Posted by "He Yongqiang (JIRA)" <ji...@apache.org>.
    [ https://issues.apache.org/jira/browse/HADOOP-5438?page=com.atlassian.jira.plugin.system.issuetabpanels:comment-tabpanel&focusedCommentId=12689002#action_12689002 ] 

He Yongqiang commented on HADOOP-5438:
--------------------------------------

Is an eumn like this ok?
{code}
static enum CreateFlag {
	CREATE, OVERWRITE, APPEND, TUNCATE;
 }
{code}

And the change Filesytem.create to:
{code}
      public FSDataOutputStream create(Path f, FsPermission permission,
			boolean overwrite, int bufferSize, short replication,
			long blockSize, Progressable progress) throws IOException {

		return this.create(f, permission, overwrite ? CreateFlag.OVERWRITE
				: CreateFlag.CREATE, bufferSize, replication, blockSize,
				progress);
	}

	public abstract FSDataOutputStream create(Path f, FsPermission permission,
			CreateFlag flag, int bufferSize, short replication, long blockSize,
			Progressable progress) throws IOException ;
{code}

> Merge FileSystem.create and FileSystem.append
> ---------------------------------------------
>
>                 Key: HADOOP-5438
>                 URL: https://issues.apache.org/jira/browse/HADOOP-5438
>             Project: Hadoop Core
>          Issue Type: Improvement
>            Reporter: He Yongqiang
>
> Currently, when a user wants to modify a file, the user first calls exists() to know if this file is already there. And then uses create() or append() according to whether the file exists or not.
> the code looks like:
> {code}
> FSDataOutputStream out_1 = null;
> if (fs.exists(path_1))
>    out_1 = fs.append(path_1);
> else
>    out_1 = fs.create(path_1);
> {code}
> . On the performace side,It involes two RPCs. On the easy-of-use side, it is not very convient in contrast to the traditional open interface.
> It will more complicate if there is a overwrite parameter specified. I donot know whether there is a bug about 'overwrite' in 0.19, some times it takes a long time for overwrite creates to reture. So i make the write file code with overwrite param works like:
> {code}
> boolean exists = fs.exists(name);
> if (overwrite) {
>     if (exists)
>        fs.delete(name, true);
>      this.out = fs.create(name, overwrite, bufferSize, replication,
> 				    blockSize, progress);
>      this.currentRowID = 0;
>  } else {
>    if (!exists)
> 	this.out = fs.create(name, overwrite, bufferSize,
> 					replication, blockSize, progress);
>    else
> 	this.out = fs.append(name, bufferSize, progress);
> {code}
> Some code statements there are really redundant and not needed, especialy with the delete(). But without deleting first, the overwrite takes a long time to reture.
> BTW, i will create another issue about the overwrite problem. If it is not a bug at all or a duplicate, someone please close it.

-- 
This message is automatically generated by JIRA.
-
You can reply to this email to add a comment to the issue online.
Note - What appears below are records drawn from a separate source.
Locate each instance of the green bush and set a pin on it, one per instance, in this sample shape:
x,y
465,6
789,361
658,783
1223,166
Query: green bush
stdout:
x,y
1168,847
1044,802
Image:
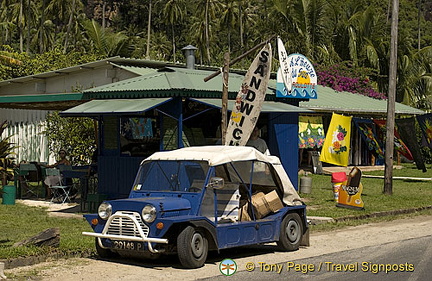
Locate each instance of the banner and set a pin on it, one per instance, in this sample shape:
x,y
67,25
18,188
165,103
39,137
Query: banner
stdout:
x,y
311,132
408,134
399,145
337,143
296,78
425,122
250,97
367,131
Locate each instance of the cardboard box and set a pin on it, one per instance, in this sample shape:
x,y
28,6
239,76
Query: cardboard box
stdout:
x,y
264,204
244,216
273,201
260,205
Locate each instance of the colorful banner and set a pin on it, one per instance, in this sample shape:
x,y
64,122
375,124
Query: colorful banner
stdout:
x,y
408,134
398,142
311,132
367,131
337,143
250,97
425,122
299,80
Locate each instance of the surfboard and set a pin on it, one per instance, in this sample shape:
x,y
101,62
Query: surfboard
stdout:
x,y
248,103
284,65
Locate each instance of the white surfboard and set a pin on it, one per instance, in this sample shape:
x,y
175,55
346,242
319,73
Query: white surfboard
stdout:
x,y
284,65
250,97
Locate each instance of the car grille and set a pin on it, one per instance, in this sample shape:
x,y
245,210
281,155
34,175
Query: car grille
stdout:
x,y
122,225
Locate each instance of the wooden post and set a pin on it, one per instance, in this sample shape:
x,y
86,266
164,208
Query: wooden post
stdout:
x,y
388,174
225,76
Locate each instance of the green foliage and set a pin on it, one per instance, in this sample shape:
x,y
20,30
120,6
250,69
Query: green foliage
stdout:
x,y
406,193
6,156
75,135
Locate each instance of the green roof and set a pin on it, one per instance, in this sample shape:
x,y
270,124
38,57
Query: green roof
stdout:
x,y
171,82
114,106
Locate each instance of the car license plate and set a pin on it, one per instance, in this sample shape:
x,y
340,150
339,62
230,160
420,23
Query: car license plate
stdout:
x,y
128,245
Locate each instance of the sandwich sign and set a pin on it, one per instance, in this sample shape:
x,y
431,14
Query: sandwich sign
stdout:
x,y
248,103
296,78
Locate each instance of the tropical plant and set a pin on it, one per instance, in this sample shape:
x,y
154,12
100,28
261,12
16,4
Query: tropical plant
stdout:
x,y
75,135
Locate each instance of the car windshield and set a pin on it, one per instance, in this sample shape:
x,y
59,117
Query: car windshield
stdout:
x,y
163,175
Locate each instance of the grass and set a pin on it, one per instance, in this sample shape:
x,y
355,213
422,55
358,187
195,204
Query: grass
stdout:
x,y
407,194
19,222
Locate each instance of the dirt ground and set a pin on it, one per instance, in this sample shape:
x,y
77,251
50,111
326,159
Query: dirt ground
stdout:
x,y
169,267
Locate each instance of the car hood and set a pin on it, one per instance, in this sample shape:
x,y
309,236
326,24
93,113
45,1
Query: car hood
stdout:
x,y
161,203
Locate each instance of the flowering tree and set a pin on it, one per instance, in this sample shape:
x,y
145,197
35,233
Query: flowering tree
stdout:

[jira] Commented: (HADOOP-5438) Merge FileSystem.create and FileSystem.append

Posted by "He Yongqiang (JIRA)" <ji...@apache.org>.
    [ https://issues.apache.org/jira/browse/HADOOP-5438?page=com.atlassian.jira.plugin.system.issuetabpanels:comment-tabpanel&focusedCommentId=12688534#action_12688534 ] 

He Yongqiang commented on HADOOP-5438:
--------------------------------------

thanks, dhruba.
yeah, Option 2 is generally more like the POSIX way. But it seems HDFS only provides two way for writing, append or overwrite. And I think TUNCATE is of the same meaning of overwrite, is that right?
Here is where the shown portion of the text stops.